Beyond predicting smells and toxicity, this research uses GNNs to predict molecular properties, accelerating drug discovery and reducing the reliance on lab experiments, that can be expensive, slow, and in the case of animal studies, also unethical.

Our approach involves a cyclical process:

1. Train a model on existing (offline) data.
2. Predict properties of new molecules using the trained model.
3. Send the best candidates for validation in the wet lab.
4. Update the dataset and refine the model based on lab results.
5. Repeat until satisfactory performance is achieved, leading to faster product development and drug discovery.

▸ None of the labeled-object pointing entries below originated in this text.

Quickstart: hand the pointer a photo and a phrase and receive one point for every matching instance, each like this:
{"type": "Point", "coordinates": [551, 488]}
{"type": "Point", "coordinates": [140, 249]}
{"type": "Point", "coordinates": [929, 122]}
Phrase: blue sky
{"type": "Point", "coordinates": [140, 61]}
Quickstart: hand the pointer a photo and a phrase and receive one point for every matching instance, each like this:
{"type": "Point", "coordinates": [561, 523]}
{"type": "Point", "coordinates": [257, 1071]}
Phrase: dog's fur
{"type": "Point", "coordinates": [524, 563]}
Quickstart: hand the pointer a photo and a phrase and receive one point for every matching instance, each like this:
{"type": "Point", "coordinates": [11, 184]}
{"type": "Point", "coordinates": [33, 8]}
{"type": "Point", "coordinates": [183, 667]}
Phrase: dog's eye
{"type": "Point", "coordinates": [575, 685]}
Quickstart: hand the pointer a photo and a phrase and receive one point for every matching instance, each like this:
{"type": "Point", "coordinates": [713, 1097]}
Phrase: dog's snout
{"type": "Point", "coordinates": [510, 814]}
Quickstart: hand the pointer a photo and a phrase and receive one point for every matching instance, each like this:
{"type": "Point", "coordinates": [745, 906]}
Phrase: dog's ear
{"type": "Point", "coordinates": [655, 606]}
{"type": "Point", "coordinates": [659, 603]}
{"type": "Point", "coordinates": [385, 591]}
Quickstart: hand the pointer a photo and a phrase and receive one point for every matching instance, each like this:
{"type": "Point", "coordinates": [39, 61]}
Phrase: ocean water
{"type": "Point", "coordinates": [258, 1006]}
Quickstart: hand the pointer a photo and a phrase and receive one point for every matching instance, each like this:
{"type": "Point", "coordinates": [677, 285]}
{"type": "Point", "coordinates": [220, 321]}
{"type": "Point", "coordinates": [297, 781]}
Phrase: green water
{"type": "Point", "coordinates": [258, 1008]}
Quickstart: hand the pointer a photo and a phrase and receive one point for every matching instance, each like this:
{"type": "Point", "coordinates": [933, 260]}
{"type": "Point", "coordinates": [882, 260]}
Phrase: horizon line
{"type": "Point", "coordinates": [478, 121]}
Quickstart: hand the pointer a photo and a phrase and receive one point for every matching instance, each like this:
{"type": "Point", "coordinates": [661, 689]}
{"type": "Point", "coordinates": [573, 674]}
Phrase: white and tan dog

Preliminary results and future directions

We’ve already seen promising results on data coming from SINTEFs own laboratories, currently reducing screening time by 50%, and aim to increase this to 90%. In addition to GNNs, we plan to explore the use of sequence-based models in the future. These models has achieved significant breakthroughs in natural language processing, and offer an alternative approach by treating the molecular structure as a sequence of letters that can be translated into properties. We are actively seeking partners with interesting data and problems to further expand the applications of our models.

By mimicking the lab with AI, we can reduce the amount of resources needed. This approach has the potential to improve how we discover new drugs and assess chemical safety.